Born: Beit Jala, 1975
BFA, Art Department, Bezalel
For decades, I, the Palestinian, am being deprived of my homeland and portrayed in a very negative and wrong way.
I, the Palestinian, am a human being first before being a cause. The human identity for me, the Palestinian, precedes the national identity. I, the Palestinian, am a human being who loves and hates, enjoys the scene of spring and marries…. Actually, today, the options that I and the rest of the Palestinian people have are narrowed; we have only two options: either to live or to live.
But, where can I, the Palestinian, Live??? How does my homeland look like??? How do I, the Palestinian, feel in my own homeland???
Homeland for me is an open space, a peaceful place, birds’ singings, childhood memories, youth-hood naughtiness and intimate present. My homeland is very beautiful, full of colors: green, yellow, blue and brown. Homeland cannot be divided by zones, separated by walls and alienated by check points… It cannot be turned to grey…
I, the Palestinian, don’t feel much that I’m in my homeland; I feel that I’m in a big prison existing in my home-land. It feels as if I live in exile … the borders are too sketchy between the notions of homeland and exile. Homeland and exile are two vague matters. When one is at home, he doesn’t glorify it and doesn’t feel its importance and coziness, but when one is deprived of home it turns into a passionate love and a yearning dream, as if it is the ultimate purpose of the entire journey.
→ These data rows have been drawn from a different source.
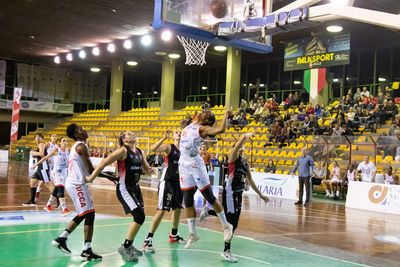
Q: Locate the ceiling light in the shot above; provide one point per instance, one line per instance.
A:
(146, 40)
(131, 63)
(69, 57)
(82, 54)
(174, 56)
(166, 35)
(96, 51)
(94, 69)
(334, 28)
(127, 44)
(111, 48)
(220, 48)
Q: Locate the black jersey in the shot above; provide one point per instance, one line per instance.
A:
(237, 172)
(129, 170)
(171, 163)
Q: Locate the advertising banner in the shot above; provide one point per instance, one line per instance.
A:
(15, 114)
(317, 52)
(374, 197)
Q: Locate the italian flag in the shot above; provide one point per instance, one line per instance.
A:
(314, 81)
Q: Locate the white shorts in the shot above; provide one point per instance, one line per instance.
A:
(81, 197)
(193, 174)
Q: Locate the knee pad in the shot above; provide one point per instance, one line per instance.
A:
(208, 195)
(188, 196)
(138, 215)
(89, 219)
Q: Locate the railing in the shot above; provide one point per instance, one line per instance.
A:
(196, 98)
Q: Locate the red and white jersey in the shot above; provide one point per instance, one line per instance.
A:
(76, 168)
(190, 142)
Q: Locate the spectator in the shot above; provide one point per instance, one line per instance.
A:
(334, 182)
(270, 168)
(367, 170)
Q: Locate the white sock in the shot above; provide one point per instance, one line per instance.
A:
(86, 245)
(222, 218)
(64, 234)
(192, 225)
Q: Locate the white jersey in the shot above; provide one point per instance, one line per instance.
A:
(76, 168)
(190, 142)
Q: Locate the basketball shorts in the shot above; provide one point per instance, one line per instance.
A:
(169, 194)
(130, 197)
(193, 174)
(81, 197)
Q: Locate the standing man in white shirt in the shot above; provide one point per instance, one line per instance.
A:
(367, 170)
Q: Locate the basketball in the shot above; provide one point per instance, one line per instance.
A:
(219, 9)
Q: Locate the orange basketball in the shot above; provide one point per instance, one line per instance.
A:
(219, 8)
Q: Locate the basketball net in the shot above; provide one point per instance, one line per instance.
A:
(195, 50)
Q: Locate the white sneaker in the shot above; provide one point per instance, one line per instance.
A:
(192, 239)
(204, 213)
(228, 232)
(228, 256)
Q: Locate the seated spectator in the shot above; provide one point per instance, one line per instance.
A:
(270, 168)
(334, 182)
(319, 173)
(390, 177)
(367, 170)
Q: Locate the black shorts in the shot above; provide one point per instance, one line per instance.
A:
(170, 195)
(58, 191)
(42, 175)
(130, 197)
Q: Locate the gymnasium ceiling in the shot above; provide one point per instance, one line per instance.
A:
(34, 30)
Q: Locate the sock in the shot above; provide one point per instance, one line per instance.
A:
(212, 213)
(65, 234)
(192, 225)
(33, 193)
(87, 245)
(227, 246)
(128, 243)
(174, 231)
(222, 218)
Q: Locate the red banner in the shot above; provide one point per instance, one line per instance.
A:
(15, 115)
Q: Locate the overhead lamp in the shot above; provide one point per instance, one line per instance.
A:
(57, 60)
(127, 44)
(96, 51)
(166, 35)
(334, 28)
(146, 40)
(131, 63)
(82, 54)
(94, 69)
(174, 56)
(111, 48)
(69, 57)
(220, 48)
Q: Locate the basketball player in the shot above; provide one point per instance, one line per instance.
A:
(131, 161)
(49, 147)
(42, 173)
(238, 168)
(169, 190)
(79, 166)
(60, 157)
(193, 172)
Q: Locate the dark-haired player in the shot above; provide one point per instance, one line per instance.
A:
(193, 172)
(233, 189)
(169, 190)
(131, 161)
(41, 174)
(79, 166)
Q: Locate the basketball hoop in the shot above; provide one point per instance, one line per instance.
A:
(195, 50)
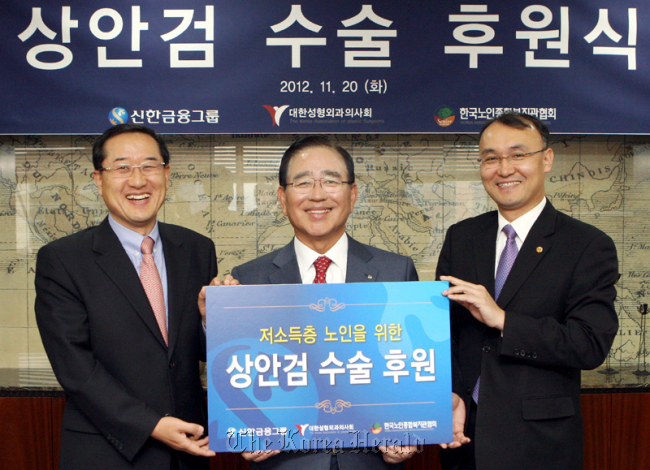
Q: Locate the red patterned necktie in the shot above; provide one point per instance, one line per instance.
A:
(152, 285)
(321, 264)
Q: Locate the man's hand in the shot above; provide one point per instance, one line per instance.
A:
(476, 299)
(458, 416)
(259, 455)
(227, 281)
(397, 454)
(181, 435)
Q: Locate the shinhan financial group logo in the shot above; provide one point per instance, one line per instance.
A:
(276, 112)
(444, 116)
(118, 116)
(302, 428)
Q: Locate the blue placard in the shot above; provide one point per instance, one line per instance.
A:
(322, 366)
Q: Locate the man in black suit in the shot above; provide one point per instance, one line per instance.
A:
(132, 383)
(517, 359)
(317, 193)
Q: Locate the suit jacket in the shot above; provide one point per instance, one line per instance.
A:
(365, 264)
(560, 318)
(108, 354)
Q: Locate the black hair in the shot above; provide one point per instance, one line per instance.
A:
(519, 121)
(314, 141)
(98, 147)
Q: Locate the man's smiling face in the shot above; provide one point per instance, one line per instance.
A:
(133, 201)
(318, 217)
(516, 189)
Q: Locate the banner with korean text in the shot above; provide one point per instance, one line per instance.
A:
(328, 366)
(317, 66)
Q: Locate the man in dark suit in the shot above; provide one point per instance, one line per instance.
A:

I, the Palestinian, have started a journey, navigating in my own land searching for my homeland. But, it seems that the way home is more beautiful than home because the dream is still more beautiful and serene from reality that this dream unveils. Yet, if I, the Palestinian will keep on believing, one day the dream that I wish will come true. Meanwhile, I, the Palestinian should not surrender; I should keep on working sincerely. One day, we, the Palestinians, shall become what we desire. We, the Palestinians shall reach what we wish….
In this work, I, the Palestinian, invite the visitor to come into the installation, stand inside the projection room and meditate in the fragmented details that I provide for him/her. These details are fragments from the daily life of myself, a normal Palestinian citizen in Bethlehem; they include images and sounds, they reflect the time and the homeland: early morning, noon time, evening, late night, going to work, enjoying a holiday, crossing a check point, praying and dreaming…
In addition to activating the senses of sight and hearing, I encourage the visitor to contemplate in the echo of my Homeland, and allow him/herself to be touched.
Faten Nastas Mitwasi, homage to Mahmoud Darwish.